My grandparents’ generation would watch 8 mm reel-to-reel or VHS home videos; leaf through troves of old love letters; trace the tendrils of births, deaths, and marriages neatly handwritten in family bibles; shuffle through envelopes of dog-eared Polaroids, black-and-white photos, and sepia-toned daguerreotypes. Now in the 21st century, we can carry these memories, trunks full of them, compressed into digital files accessible anywhere with cellular or Wi-Fi internet connection to a phone or tablet that rests in palm of our hand as lightly as a slice of pumpernickel. Digital memories aren’t often tucked away in cigar boxes, cedar hope chests, milk crates, lacquered armoires or linty sock drawers like the post cards, cassette mixtapes, lithographs, napkins with lipstick notes, undeveloped rolls of 35 mm film and canvases of the previous centuries; but we stumble across them all the same, and perhaps more frequently than ever before. 

When someone you love dies, they will likely leave behind a garden of digital memories. Depending on how we grieve, and our progression through bereavement, these digital reminders can surprise you across an emotional spectrum.  Some may snag and scratch like unexpected thorns—that random pop-up Facebook memory “on this date 5 years ago” photo of you and the person together on your birthday, or 9 months after the funeral when WhatsApp notifies you that the person “has left the group”. Others, like a patch of wild strawberries, can surprise and delight upon discovery: a sibling shares a video you’ve never seen of the person, an aunt posts a fond memory accompanied by a tinted wedding photograph. These digital shoots and buds have the potential to reignite the slings and arrows of grief, or conversely, fill the heart with gratitude and warmth. 

Unexpected and sometimes intrusive reminders are nothing new, though. A passing whiff of Chanel N°5 on a busy city sidewalk will always remind me of my paternal grandmother; Nick Drake’s lilting “Pink Moon” will forever elicit my cousin (it was on the last mixtape he sent me before his untimely death); that cool, oversweet clumpiness of apple butter on a biscuit conjures my maternal grandmother in her apron; and whenever I’m uncertain about buying into modern fashion, I think of my mother-in-law and how I’d love her advice. Long before the digital age, humans cultivated metaphorical gardens of grief; some were lovingly tended, others neglected. We may regard these digital memories as making the gardens greener and more abundant, or increasingly tangled with burrs and brambles that keep us away from visiting, from remembering.         
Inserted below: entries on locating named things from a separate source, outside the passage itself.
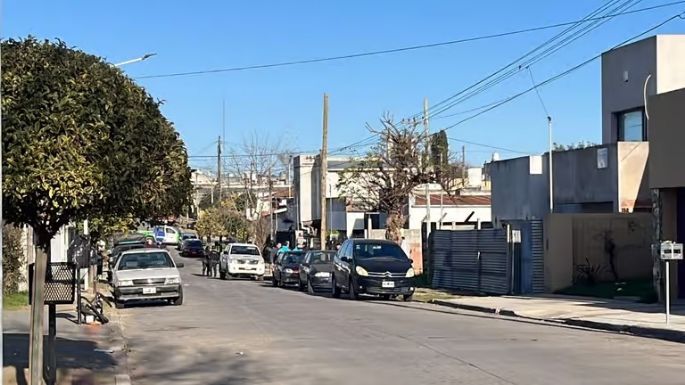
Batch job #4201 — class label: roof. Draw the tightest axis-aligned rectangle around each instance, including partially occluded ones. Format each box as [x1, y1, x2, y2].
[121, 247, 169, 255]
[352, 238, 397, 245]
[414, 194, 491, 206]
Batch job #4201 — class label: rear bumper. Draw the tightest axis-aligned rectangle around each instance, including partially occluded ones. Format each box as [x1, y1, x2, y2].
[357, 277, 416, 295]
[114, 285, 181, 302]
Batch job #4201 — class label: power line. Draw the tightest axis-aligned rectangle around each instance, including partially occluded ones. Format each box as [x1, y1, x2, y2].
[137, 1, 685, 79]
[420, 0, 634, 117]
[444, 12, 685, 130]
[526, 66, 550, 119]
[447, 137, 533, 155]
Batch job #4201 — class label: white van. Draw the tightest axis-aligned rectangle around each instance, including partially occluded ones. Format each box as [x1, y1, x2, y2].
[155, 226, 181, 245]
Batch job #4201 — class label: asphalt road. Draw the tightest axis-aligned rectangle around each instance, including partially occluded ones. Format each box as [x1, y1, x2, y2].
[116, 249, 685, 385]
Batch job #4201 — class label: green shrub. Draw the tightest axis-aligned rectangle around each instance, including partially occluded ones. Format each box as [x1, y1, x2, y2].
[2, 225, 24, 294]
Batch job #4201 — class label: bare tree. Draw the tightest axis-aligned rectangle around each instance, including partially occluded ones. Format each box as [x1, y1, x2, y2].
[339, 114, 435, 242]
[228, 133, 293, 248]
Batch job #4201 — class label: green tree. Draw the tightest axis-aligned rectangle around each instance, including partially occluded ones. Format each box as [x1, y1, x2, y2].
[2, 38, 192, 377]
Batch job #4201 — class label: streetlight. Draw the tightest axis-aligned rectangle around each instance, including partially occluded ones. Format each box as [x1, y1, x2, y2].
[112, 53, 157, 67]
[83, 53, 157, 235]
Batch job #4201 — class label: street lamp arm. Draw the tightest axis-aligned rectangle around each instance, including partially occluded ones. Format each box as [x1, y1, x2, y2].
[112, 53, 157, 67]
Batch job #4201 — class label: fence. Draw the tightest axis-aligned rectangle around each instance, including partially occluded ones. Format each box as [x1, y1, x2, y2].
[429, 221, 545, 294]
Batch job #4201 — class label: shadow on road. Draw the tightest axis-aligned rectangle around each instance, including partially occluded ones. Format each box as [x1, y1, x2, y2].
[2, 333, 117, 385]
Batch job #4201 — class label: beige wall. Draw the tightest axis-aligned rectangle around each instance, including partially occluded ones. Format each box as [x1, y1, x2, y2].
[544, 214, 573, 293]
[656, 35, 685, 94]
[602, 35, 685, 144]
[617, 142, 652, 212]
[545, 213, 652, 291]
[602, 37, 657, 144]
[648, 87, 685, 188]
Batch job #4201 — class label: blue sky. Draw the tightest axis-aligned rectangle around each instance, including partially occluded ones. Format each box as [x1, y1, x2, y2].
[2, 0, 685, 170]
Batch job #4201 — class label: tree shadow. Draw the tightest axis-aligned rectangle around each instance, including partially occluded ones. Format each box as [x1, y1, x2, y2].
[2, 333, 117, 385]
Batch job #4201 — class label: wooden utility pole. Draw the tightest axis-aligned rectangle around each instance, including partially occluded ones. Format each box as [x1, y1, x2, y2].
[29, 247, 47, 385]
[216, 136, 221, 203]
[319, 94, 328, 250]
[423, 98, 431, 239]
[461, 146, 466, 187]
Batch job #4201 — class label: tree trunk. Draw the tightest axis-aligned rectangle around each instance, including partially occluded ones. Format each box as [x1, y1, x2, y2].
[29, 233, 52, 385]
[385, 212, 405, 244]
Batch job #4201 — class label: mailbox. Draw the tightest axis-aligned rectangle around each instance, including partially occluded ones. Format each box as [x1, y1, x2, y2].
[661, 241, 683, 261]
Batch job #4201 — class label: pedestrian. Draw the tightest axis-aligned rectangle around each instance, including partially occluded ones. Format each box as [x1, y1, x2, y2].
[400, 237, 411, 258]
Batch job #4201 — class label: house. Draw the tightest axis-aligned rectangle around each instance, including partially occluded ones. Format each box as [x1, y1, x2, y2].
[487, 35, 685, 295]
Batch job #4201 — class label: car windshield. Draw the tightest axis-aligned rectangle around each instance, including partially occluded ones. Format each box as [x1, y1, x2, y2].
[117, 251, 174, 270]
[231, 245, 260, 255]
[283, 253, 303, 265]
[309, 251, 333, 263]
[354, 243, 407, 259]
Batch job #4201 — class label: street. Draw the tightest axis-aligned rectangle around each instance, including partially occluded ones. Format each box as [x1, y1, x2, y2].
[115, 251, 685, 385]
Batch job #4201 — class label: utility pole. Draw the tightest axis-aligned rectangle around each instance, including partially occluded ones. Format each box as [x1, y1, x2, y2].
[547, 116, 554, 213]
[423, 98, 431, 239]
[216, 136, 221, 203]
[461, 145, 466, 187]
[319, 94, 328, 250]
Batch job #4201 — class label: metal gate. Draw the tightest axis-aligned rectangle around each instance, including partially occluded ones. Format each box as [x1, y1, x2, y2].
[431, 229, 512, 294]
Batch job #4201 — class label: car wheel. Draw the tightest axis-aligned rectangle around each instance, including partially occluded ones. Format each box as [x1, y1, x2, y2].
[348, 278, 359, 301]
[331, 275, 340, 298]
[169, 289, 183, 306]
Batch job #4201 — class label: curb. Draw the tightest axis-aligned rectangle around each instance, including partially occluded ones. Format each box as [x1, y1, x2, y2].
[428, 300, 685, 343]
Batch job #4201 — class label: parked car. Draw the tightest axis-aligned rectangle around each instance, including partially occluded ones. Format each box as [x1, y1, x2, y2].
[176, 233, 198, 251]
[112, 249, 183, 308]
[107, 237, 145, 282]
[181, 239, 205, 258]
[271, 250, 304, 287]
[300, 250, 335, 294]
[155, 226, 181, 245]
[331, 239, 415, 301]
[219, 243, 264, 281]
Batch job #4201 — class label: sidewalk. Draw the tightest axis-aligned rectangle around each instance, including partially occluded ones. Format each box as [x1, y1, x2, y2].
[430, 295, 685, 342]
[2, 306, 125, 385]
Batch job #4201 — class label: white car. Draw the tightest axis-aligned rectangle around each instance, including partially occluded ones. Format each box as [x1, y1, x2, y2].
[219, 243, 265, 281]
[112, 248, 183, 308]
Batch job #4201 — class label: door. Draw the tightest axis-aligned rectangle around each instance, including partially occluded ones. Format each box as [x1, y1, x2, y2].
[333, 240, 352, 286]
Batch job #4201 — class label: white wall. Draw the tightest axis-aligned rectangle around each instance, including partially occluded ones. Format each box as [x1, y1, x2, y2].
[409, 206, 492, 230]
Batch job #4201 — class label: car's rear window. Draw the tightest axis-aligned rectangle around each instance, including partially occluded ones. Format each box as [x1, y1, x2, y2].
[117, 251, 174, 270]
[231, 246, 260, 255]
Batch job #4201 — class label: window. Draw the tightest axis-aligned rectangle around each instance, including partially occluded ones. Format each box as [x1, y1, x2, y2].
[616, 108, 647, 142]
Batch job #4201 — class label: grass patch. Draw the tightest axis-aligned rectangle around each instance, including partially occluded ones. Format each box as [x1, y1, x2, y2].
[557, 279, 655, 303]
[2, 291, 29, 310]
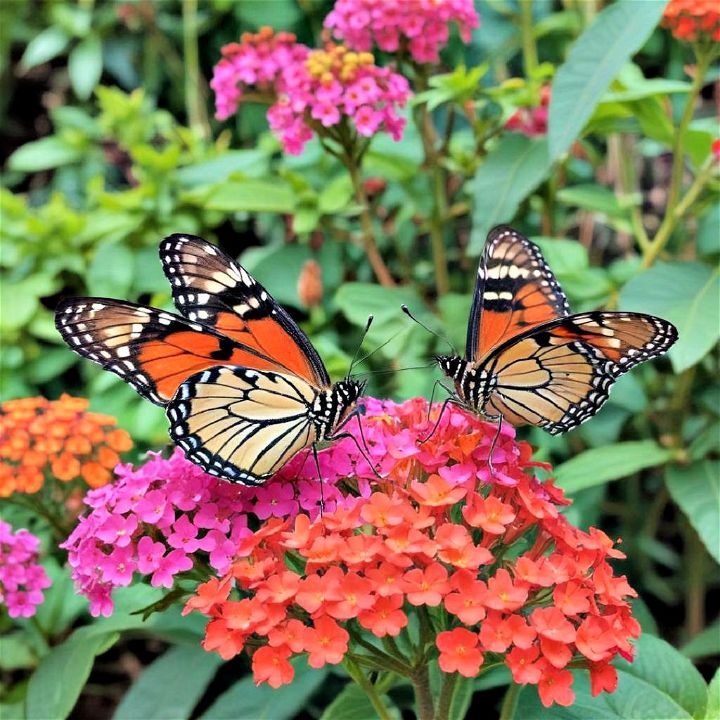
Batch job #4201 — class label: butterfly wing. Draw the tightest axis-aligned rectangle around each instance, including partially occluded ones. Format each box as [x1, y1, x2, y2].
[465, 225, 570, 362]
[160, 234, 330, 387]
[167, 366, 318, 485]
[55, 298, 292, 405]
[479, 312, 677, 435]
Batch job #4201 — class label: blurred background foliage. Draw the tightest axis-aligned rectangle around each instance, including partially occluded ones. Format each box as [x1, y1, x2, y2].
[0, 0, 720, 716]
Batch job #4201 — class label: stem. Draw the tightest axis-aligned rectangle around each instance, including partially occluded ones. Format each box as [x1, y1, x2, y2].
[343, 656, 392, 720]
[436, 673, 458, 720]
[498, 682, 520, 720]
[682, 521, 707, 639]
[410, 663, 435, 720]
[182, 0, 210, 140]
[643, 53, 712, 268]
[343, 148, 395, 287]
[520, 0, 538, 87]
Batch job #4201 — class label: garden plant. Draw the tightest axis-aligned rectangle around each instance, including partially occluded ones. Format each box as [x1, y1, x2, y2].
[0, 0, 720, 720]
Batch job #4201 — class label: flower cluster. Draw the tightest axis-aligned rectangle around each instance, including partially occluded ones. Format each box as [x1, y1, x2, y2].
[661, 0, 720, 42]
[211, 28, 410, 154]
[324, 0, 480, 63]
[0, 395, 132, 497]
[210, 27, 308, 120]
[0, 520, 51, 617]
[180, 399, 639, 706]
[505, 85, 550, 137]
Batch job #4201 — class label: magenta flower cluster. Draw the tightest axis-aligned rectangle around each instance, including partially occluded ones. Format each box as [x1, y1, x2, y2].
[210, 28, 410, 155]
[324, 0, 480, 63]
[62, 398, 530, 616]
[0, 520, 51, 617]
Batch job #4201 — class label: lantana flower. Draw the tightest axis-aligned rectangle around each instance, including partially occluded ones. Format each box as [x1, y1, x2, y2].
[324, 0, 480, 63]
[661, 0, 720, 43]
[0, 520, 51, 618]
[210, 28, 410, 154]
[0, 395, 132, 497]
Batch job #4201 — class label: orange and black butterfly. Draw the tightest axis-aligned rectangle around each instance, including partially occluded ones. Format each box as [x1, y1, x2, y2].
[436, 226, 677, 435]
[55, 235, 364, 485]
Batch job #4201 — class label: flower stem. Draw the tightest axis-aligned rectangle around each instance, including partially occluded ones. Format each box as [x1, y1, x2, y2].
[343, 656, 392, 720]
[436, 673, 458, 720]
[643, 53, 713, 268]
[342, 148, 395, 287]
[182, 0, 210, 139]
[410, 663, 435, 720]
[498, 682, 520, 720]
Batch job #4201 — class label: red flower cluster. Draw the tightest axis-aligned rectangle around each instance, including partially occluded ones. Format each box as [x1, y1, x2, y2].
[661, 0, 720, 42]
[185, 399, 639, 706]
[0, 395, 132, 497]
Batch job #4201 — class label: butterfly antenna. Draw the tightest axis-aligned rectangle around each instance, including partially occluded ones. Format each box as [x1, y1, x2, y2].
[348, 315, 382, 377]
[400, 305, 458, 355]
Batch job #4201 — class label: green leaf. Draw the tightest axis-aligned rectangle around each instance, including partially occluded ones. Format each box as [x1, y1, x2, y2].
[555, 440, 673, 493]
[680, 620, 720, 660]
[8, 135, 82, 172]
[548, 0, 667, 160]
[470, 133, 551, 255]
[666, 460, 720, 563]
[68, 35, 102, 100]
[705, 670, 720, 720]
[87, 242, 133, 297]
[513, 633, 710, 720]
[196, 179, 295, 214]
[20, 26, 70, 70]
[201, 660, 328, 720]
[619, 261, 720, 373]
[113, 645, 223, 720]
[25, 625, 120, 720]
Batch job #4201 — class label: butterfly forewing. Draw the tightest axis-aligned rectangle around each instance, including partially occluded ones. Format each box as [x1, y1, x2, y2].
[167, 366, 318, 484]
[160, 234, 330, 387]
[465, 226, 570, 362]
[482, 312, 677, 434]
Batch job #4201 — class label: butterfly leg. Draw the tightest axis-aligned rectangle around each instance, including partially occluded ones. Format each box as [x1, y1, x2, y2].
[485, 415, 503, 477]
[418, 380, 463, 445]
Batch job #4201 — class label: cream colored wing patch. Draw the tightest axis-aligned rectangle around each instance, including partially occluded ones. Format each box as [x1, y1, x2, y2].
[167, 365, 317, 485]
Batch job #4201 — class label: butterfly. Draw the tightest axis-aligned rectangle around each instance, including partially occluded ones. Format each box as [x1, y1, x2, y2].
[55, 234, 365, 485]
[436, 226, 677, 435]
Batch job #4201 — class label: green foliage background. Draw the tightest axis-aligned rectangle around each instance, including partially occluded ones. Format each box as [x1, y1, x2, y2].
[0, 0, 720, 718]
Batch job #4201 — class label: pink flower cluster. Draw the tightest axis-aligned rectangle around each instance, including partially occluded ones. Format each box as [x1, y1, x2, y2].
[325, 0, 480, 63]
[210, 27, 308, 120]
[210, 28, 410, 155]
[0, 520, 51, 617]
[505, 85, 550, 137]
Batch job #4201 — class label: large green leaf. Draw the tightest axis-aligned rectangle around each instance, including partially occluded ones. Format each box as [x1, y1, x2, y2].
[202, 660, 328, 720]
[666, 460, 720, 563]
[513, 633, 708, 720]
[548, 0, 667, 160]
[68, 35, 102, 100]
[25, 625, 120, 720]
[470, 133, 550, 255]
[620, 261, 720, 372]
[555, 440, 672, 493]
[8, 135, 82, 172]
[113, 645, 222, 720]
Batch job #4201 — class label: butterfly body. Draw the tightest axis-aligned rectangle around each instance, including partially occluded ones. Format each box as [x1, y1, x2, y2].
[436, 226, 677, 434]
[55, 235, 364, 484]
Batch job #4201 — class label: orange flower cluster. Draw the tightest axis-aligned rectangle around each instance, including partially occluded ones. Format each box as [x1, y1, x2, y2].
[0, 395, 132, 497]
[661, 0, 720, 42]
[184, 401, 639, 706]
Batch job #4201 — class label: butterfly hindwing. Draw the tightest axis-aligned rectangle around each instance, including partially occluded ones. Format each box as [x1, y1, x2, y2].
[167, 366, 318, 485]
[481, 312, 677, 434]
[465, 225, 570, 362]
[55, 298, 294, 405]
[160, 234, 330, 387]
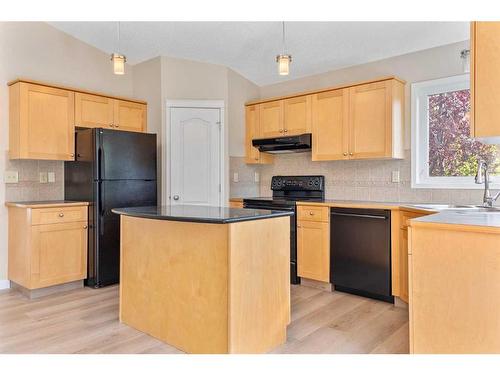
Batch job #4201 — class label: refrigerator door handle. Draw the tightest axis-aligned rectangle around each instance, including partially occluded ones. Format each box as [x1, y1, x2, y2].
[98, 181, 104, 236]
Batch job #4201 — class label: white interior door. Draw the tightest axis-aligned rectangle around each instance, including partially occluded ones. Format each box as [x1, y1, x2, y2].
[169, 107, 222, 206]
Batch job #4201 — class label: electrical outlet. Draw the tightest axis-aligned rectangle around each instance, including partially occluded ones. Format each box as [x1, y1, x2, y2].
[392, 171, 399, 183]
[47, 172, 56, 182]
[39, 172, 48, 184]
[3, 171, 19, 184]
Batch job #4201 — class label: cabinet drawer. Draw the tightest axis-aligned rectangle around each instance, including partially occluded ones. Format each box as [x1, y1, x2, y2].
[297, 206, 330, 222]
[31, 206, 87, 225]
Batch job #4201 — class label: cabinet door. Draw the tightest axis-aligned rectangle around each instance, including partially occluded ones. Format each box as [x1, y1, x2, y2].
[297, 221, 330, 282]
[31, 222, 87, 289]
[471, 22, 500, 140]
[283, 95, 312, 135]
[113, 99, 147, 132]
[349, 81, 392, 159]
[259, 100, 285, 138]
[312, 89, 349, 161]
[75, 92, 114, 128]
[19, 83, 75, 160]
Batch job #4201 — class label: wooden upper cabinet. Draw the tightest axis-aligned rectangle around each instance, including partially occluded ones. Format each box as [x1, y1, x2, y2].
[9, 82, 75, 160]
[259, 100, 284, 138]
[470, 22, 500, 141]
[312, 89, 349, 161]
[113, 99, 147, 132]
[349, 80, 404, 159]
[75, 92, 114, 128]
[283, 95, 312, 135]
[245, 105, 273, 164]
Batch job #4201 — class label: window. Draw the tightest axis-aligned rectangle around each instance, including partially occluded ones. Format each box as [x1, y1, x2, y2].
[411, 74, 500, 189]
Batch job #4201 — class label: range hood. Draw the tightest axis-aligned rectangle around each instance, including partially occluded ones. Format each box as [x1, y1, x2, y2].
[252, 133, 311, 154]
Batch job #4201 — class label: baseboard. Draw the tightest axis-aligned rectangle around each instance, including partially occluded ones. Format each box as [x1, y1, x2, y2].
[0, 280, 10, 290]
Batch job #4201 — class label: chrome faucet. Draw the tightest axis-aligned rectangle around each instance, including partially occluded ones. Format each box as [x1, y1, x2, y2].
[476, 160, 500, 207]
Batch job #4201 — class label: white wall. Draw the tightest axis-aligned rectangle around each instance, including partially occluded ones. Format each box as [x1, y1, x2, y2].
[0, 22, 133, 280]
[133, 57, 163, 202]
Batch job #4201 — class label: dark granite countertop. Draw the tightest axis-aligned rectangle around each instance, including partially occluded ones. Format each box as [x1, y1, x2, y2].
[112, 205, 293, 224]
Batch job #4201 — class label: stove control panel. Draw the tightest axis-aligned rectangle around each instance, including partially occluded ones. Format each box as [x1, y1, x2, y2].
[271, 176, 325, 191]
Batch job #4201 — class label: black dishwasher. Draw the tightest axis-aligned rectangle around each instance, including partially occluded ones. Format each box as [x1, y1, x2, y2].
[330, 208, 394, 302]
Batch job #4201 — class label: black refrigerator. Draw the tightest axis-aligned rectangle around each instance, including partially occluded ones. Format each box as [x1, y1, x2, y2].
[64, 128, 157, 288]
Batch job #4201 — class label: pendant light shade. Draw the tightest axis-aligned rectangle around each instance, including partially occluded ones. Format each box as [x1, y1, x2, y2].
[276, 55, 292, 76]
[111, 53, 127, 75]
[276, 22, 292, 76]
[460, 49, 470, 73]
[111, 22, 127, 75]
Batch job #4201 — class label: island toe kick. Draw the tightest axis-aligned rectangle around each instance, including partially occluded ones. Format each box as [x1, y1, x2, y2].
[120, 215, 290, 353]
Grief can be elicited by triggers in all 5 senses. This is the human condition. Grieving in the digital age means adapting to life with an additional layer, a virtual one, where we can bump into memories when we least expect them. While digital technologies are designed (like all technologies) by humans to serve some perceived unmet need, the speed at which new technology develops often leaves our cultures and spirits stumbling a few steps behind, struggling to assimilate the “bleeding edge” into our warm pulsing nebula of human experience. Somehow though, society always manages to catch this fleeing wolf and domesticate it into something useful; our cultures will expand to normalize grief in this new digital world, just as we have adapted to it in the physical world around us. Until then, we would do well to walk with care, gratitude and mindfulness in our digital domains, aware that in this new, virtual territory grow the same strawberries and thorns as the one outside our window.